La propuesta tiene un objetivo claro: si las comunidades tienen herramientas, capacitación y acompañamiento, pueden generar trabajo genuino sin abandonar sus pueblos.
Detrás de esa transformación aparece el trabajo de Fundación Unir y de su presidente, Fernando “Nano” Escudero, quien junto a un equipo de profesionales lleva adelante un programa de capacitación, tutoría y acompañamiento para 44 emprendedores turísticos de los Valles Calchaquíes, financiado por el Consejo Federal de Inversiones (CFI).
“No hay turismo si no hay productos y servicios. Y no hay productos y servicios porque faltan emprendedores turísticos”, explicó Escudero durante la entrevista en Punto Uno en la que dejó una definición que resume el espíritu del proyecto: “La batalla cultural verdadera es devolverle valor a la gente”.
Lo que hace Fundación Unir no es únicamente enseñar marketing, redes sociales o administración. El trabajo empieza mucho antes: reconstruyendo autoestima. “Hay personas que hacen artesanías increíbles y durante años les hicieron creer que no valían nada”, contó Escudero. Por eso, las capacitaciones incluyen encuentros personalizados, seguimiento permanente y tutorías donde cada emprendedor comienza a descubrir que aquello que sabe hacer puede convertirse en un proyecto sustentable.

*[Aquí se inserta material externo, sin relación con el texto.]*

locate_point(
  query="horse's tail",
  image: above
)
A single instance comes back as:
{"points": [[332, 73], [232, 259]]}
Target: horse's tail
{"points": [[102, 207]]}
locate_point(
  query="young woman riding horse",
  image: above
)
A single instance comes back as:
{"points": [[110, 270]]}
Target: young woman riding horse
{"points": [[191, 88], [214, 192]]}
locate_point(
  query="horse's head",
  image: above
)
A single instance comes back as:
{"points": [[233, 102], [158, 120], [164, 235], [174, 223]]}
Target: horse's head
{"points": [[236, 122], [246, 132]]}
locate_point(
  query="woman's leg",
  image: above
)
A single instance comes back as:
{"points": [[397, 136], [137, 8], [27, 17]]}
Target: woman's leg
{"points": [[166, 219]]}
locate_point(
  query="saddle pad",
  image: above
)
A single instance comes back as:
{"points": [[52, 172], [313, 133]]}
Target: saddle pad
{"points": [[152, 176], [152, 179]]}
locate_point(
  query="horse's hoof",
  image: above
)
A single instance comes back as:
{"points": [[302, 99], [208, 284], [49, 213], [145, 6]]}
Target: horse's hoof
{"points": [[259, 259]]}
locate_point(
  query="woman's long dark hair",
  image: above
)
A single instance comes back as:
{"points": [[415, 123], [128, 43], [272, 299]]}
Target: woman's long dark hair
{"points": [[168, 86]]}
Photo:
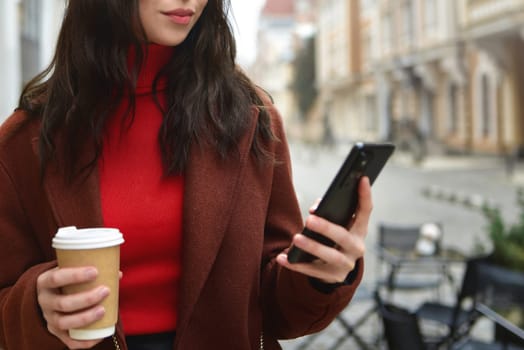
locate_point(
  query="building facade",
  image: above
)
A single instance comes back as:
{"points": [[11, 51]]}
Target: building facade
{"points": [[442, 74], [28, 31]]}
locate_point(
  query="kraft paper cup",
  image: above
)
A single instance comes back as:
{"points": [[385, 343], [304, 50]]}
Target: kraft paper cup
{"points": [[98, 247]]}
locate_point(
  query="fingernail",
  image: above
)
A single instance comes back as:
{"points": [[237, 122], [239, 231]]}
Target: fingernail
{"points": [[100, 312], [103, 292], [281, 258], [91, 273]]}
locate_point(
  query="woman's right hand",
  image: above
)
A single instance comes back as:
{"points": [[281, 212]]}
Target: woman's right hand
{"points": [[63, 312]]}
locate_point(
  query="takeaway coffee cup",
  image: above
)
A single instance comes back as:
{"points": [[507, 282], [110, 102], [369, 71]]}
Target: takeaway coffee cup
{"points": [[98, 247]]}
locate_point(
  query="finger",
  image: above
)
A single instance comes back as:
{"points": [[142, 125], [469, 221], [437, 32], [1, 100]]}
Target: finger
{"points": [[328, 229], [64, 322], [314, 207], [313, 247], [61, 277], [365, 206], [73, 343], [79, 301], [315, 269], [82, 344]]}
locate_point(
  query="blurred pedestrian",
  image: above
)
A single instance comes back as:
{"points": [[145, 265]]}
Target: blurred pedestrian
{"points": [[144, 122]]}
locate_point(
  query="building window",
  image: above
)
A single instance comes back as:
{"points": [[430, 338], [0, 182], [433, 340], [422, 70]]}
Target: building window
{"points": [[430, 17], [31, 19], [486, 105], [407, 23], [453, 108], [370, 113], [387, 32]]}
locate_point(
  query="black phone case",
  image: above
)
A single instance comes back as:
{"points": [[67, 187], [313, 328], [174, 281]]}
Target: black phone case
{"points": [[341, 199]]}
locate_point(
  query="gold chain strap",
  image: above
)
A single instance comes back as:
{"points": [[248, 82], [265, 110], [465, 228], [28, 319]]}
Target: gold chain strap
{"points": [[115, 341], [117, 346]]}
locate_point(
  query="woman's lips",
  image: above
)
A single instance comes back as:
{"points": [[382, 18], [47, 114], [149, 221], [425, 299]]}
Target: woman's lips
{"points": [[180, 16]]}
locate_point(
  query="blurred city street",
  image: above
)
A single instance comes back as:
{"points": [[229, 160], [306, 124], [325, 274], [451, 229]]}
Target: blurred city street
{"points": [[398, 198]]}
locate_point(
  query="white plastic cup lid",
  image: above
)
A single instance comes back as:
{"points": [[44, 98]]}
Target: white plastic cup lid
{"points": [[71, 238]]}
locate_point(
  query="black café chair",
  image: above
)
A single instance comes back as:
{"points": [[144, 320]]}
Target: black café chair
{"points": [[402, 267], [457, 318], [503, 289], [402, 332], [482, 283], [401, 328]]}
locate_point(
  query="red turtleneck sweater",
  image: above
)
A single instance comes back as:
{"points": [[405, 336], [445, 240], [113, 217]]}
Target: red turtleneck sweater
{"points": [[145, 206]]}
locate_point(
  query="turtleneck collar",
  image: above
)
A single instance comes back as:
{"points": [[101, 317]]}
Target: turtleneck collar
{"points": [[155, 58]]}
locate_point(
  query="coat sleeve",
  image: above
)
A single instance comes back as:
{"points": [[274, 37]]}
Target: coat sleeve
{"points": [[292, 306], [22, 326]]}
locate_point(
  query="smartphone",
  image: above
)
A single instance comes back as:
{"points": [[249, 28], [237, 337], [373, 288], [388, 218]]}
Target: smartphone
{"points": [[340, 201]]}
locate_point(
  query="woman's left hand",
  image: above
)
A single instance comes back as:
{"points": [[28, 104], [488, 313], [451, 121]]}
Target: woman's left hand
{"points": [[334, 264]]}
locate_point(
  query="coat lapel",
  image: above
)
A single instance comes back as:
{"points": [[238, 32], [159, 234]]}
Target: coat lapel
{"points": [[76, 204], [211, 185], [209, 199]]}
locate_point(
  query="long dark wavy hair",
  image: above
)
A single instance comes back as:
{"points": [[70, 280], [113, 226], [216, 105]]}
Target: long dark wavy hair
{"points": [[209, 99]]}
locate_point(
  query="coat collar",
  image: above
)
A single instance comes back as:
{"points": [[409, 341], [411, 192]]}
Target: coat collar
{"points": [[211, 186]]}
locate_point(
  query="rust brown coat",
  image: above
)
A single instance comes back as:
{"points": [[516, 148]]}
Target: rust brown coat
{"points": [[237, 216]]}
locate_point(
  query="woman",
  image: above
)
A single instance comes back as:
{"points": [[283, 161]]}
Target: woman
{"points": [[143, 122]]}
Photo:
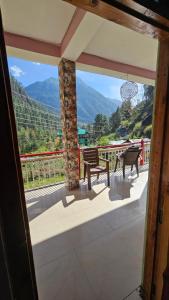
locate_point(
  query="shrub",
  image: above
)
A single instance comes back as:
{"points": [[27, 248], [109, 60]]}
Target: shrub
{"points": [[103, 141]]}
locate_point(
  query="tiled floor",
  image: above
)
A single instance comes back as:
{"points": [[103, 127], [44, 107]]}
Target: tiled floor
{"points": [[88, 245]]}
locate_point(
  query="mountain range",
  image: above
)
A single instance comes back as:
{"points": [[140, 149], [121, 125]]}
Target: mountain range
{"points": [[89, 101]]}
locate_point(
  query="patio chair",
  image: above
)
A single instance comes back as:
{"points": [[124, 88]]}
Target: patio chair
{"points": [[129, 157], [92, 167]]}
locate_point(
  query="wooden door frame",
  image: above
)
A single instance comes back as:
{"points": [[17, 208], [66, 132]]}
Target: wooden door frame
{"points": [[137, 17], [16, 258]]}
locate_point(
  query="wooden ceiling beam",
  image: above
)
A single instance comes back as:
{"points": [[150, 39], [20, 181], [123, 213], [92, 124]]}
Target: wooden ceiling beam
{"points": [[129, 14]]}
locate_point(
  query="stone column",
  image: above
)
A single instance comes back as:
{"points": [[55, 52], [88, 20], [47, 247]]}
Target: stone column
{"points": [[67, 81]]}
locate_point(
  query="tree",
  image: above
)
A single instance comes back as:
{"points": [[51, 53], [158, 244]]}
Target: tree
{"points": [[126, 110], [115, 120], [148, 92], [101, 125]]}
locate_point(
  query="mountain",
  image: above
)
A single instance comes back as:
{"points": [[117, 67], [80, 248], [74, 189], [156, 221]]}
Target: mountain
{"points": [[36, 123], [89, 101]]}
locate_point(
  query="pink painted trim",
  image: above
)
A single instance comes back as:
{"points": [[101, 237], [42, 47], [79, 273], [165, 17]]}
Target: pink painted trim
{"points": [[93, 60], [29, 44], [76, 20]]}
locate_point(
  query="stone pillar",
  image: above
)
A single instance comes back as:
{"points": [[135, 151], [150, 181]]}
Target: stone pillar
{"points": [[67, 80]]}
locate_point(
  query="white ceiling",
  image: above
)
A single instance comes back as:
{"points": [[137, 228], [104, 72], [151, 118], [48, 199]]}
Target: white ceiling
{"points": [[48, 20], [45, 20], [120, 44]]}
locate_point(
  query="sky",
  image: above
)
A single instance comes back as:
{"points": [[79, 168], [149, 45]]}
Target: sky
{"points": [[28, 72]]}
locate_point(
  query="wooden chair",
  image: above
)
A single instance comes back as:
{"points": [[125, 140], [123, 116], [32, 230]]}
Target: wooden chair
{"points": [[91, 165], [129, 157]]}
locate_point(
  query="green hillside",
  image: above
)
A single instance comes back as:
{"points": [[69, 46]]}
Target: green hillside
{"points": [[37, 124], [89, 101], [128, 121]]}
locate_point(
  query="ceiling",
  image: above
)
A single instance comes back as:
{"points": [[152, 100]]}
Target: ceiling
{"points": [[49, 21], [45, 20], [124, 45]]}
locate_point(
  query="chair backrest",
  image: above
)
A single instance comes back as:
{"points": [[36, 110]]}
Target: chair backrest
{"points": [[131, 155], [91, 155]]}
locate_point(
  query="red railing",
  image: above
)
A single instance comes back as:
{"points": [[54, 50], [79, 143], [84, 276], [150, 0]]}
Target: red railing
{"points": [[44, 168]]}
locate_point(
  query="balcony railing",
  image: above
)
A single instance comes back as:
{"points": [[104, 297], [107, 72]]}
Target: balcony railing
{"points": [[47, 168]]}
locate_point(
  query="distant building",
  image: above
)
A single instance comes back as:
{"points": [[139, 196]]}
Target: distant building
{"points": [[83, 136]]}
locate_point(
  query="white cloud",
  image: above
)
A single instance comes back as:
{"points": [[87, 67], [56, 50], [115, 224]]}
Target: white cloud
{"points": [[36, 63], [16, 71]]}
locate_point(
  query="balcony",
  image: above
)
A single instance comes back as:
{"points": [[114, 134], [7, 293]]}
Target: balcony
{"points": [[88, 244]]}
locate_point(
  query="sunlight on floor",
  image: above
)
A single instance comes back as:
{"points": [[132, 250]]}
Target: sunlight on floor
{"points": [[86, 243]]}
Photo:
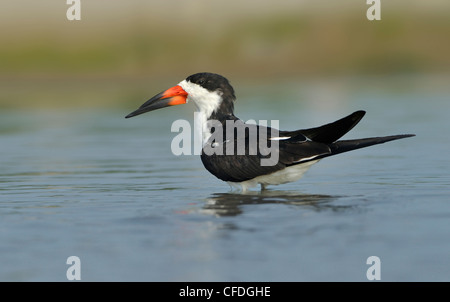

El proceso va desde cuestiones básicas, puntualidad, orden, atención al visitante, hasta herramientas más complejas como inteligencia artificial aplicada, fotografía, promoción digital y planificación de negocios. Cada participante terminará el programa con un plan de desarrollo a cinco años. Pero quizás el aspecto más valioso sea otro: volver a generar comunidad. Porque el modelo que impulsa la Fundación no apuesta al emprendedor aislado, sino a redes de trabajo local donde un hospedaje recomiende un guía, el guía recomiende una artesana y la artesana invite a conocer la gastronomía regional. Así, una estadía de una noche puede transformarse en una experiencia de varios días que deje ingresos en toda la comunidad.
La Fundación calcula que unos 25 emprendedores necesitan apoyo económico urgente para consolidar sus proyectos. El objetivo es reunir cerca de 50 millones de pesos. Puede parecer una cifra enorme. Pero dividida entre cientos de personas dispuestas a colaborar, se vuelve absolutamente posible.